Bianca Bagnarelli (born 21 May 1988 in Milan, Italy) is an Italian artist, writer, illustrator and cartoonist. In 2015, the Society of Illustrators awarded her the gold medal in the short form category of their juried Comic and Cartoon Art Competition for her short graphic novel Fish. In 2016, she won the Lorenzo Bartoli prize for the most promising Italian cartoonist.

Bagnarelli was raised in Milan, and then spent a year studying comics and illustration at the Accademia di Belle Arti di Bologna.
In 2010, Bagnarelli founded Delebile, a small independent label that publishes short comic stories by Italian and foreign artists.

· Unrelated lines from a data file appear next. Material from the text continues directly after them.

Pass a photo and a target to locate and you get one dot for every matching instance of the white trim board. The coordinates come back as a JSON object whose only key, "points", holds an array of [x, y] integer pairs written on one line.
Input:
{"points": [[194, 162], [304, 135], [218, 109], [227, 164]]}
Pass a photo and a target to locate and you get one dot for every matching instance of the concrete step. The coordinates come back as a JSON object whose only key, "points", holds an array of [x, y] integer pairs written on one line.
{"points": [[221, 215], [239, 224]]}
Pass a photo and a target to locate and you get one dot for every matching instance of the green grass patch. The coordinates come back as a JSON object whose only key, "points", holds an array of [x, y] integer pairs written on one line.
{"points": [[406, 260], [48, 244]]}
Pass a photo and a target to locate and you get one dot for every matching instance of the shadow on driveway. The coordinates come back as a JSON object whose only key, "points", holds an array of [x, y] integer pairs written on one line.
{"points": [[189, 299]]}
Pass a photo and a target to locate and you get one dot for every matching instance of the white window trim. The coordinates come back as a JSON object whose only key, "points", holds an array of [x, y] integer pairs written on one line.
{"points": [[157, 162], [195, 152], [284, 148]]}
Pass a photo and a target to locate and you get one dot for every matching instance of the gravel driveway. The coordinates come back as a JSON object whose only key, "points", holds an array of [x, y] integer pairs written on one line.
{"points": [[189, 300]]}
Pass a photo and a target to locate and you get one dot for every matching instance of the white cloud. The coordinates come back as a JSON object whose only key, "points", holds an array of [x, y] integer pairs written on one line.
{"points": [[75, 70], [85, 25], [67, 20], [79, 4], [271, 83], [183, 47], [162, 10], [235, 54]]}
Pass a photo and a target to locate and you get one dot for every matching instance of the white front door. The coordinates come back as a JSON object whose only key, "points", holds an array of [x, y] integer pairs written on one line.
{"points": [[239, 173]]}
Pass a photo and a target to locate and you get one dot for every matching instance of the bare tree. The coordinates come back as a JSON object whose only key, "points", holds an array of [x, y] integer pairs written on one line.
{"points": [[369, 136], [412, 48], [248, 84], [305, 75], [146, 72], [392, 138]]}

Bagnarelli regularly contributes illustrations to The New York Times and The New Yorker. In 2017, she provided the cover art for the fiftieth issue of McSweeney's, and her work was chosen for The New York Times collection "The Year in Illustration 2017". In 2018 she provided illustrations for, among other things, Haruki Murakami's story "The Wind Cave" and an Italian version of Kazuo Ishiguro's story "Crooner" (from his short story collection Nocturnes). In 2020 she contributed a comic and two illustrations to an article in a special issue of National Geographic.

In 2023, Bagnarelli's work first appeared on the cover of The New Yorker.